Alex Hartmann

Personal information
- Full name: Alexander Hartmann
- Born: 7 March 1993 (age 33) Adelaide, South Australia
- Education: Max Fitness College
- Height: 1.98 m (6 ft 6 in)
- Weight: 91 kg (201 lb)

Sport
- Event: 200 m
- Coached by: Travis Venema

= Alex Hartmann =

Australian sprinter

Alexander Hartmann (born 7 March 1993) is an Australian sprinter who competes primarily in the 200 metres and qualified for the 2016 Summer Olympics in Rio de Janeiro, Brazil.

==Biography==
Hartmann was born on 7 March 1993 in Elizabeth Vale, South Australia, Australia. He was educated at Boondall State School and Aspley State High School in Brisbane.

===Career===

Hartmann was selected as a reserve for the 4 × 100 metre relay team for the first ever world relay championships; he eventually competed as an injury replacement as the Australian quartet, which also included Jin Su Jung, Jarrod Geddes and Jake Hammond, finished sixth in their heat in a time of 39.21 seconds. The team then failed to finish the B final. He was also selected as a reserve for the 2014 Commonwealth Games in Glasgow, Scotland, but did not compete.
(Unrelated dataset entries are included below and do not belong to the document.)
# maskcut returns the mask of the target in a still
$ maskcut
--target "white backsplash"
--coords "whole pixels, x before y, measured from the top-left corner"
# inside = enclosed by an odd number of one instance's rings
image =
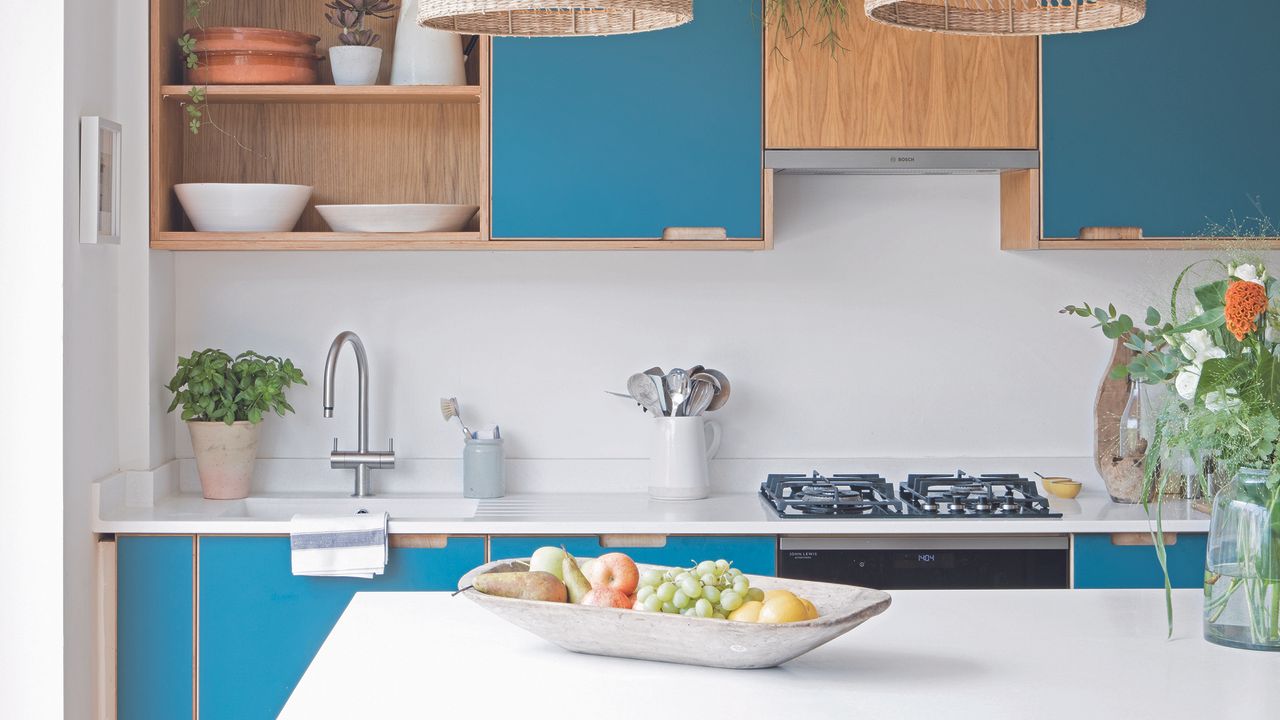
[[[1089,455],[1108,343],[1057,310],[1140,312],[1201,254],[1002,252],[998,202],[994,177],[783,177],[772,252],[181,253],[177,347],[305,369],[265,458],[353,443],[351,355],[320,411],[344,329],[369,351],[371,445],[400,458],[458,457],[442,395],[511,458],[645,457],[645,417],[603,391],[694,363],[733,381],[726,458]]]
At the 2015 Australian national championships, he won the 200 metre event and finished second in the 100 metres. He was part of the Australian team for the 2015 IAAF World Relays. Alongside Trae Williams, Jin Su Jung and Ben Jaworski in the men's 4 × 100 metre relay, Hartmann finished sixth in the third heat and 20th overall in a time of 39.75 seconds.

In February 2016, Hartmann ran the fastest 200 metre time by an Australian since 2006, finishing a race in Adelaide in 20.45 seconds. In April 2016 he was selected as part of the Australian team for the 2016 Summer Olympics, to be held in Rio de Janeiro, Brazil. He was chosen to represent the nation in the men's 200 metre event after winning the Australian national title in a time of 20.46 seconds. He is the first male Australian competitor in the Olympic 200 metres since the 2004 Summer Olympics in Athens. Hartmann also won the Australian national title in the 100 metres but did not achieve the qualification time for the 2016 Olympics.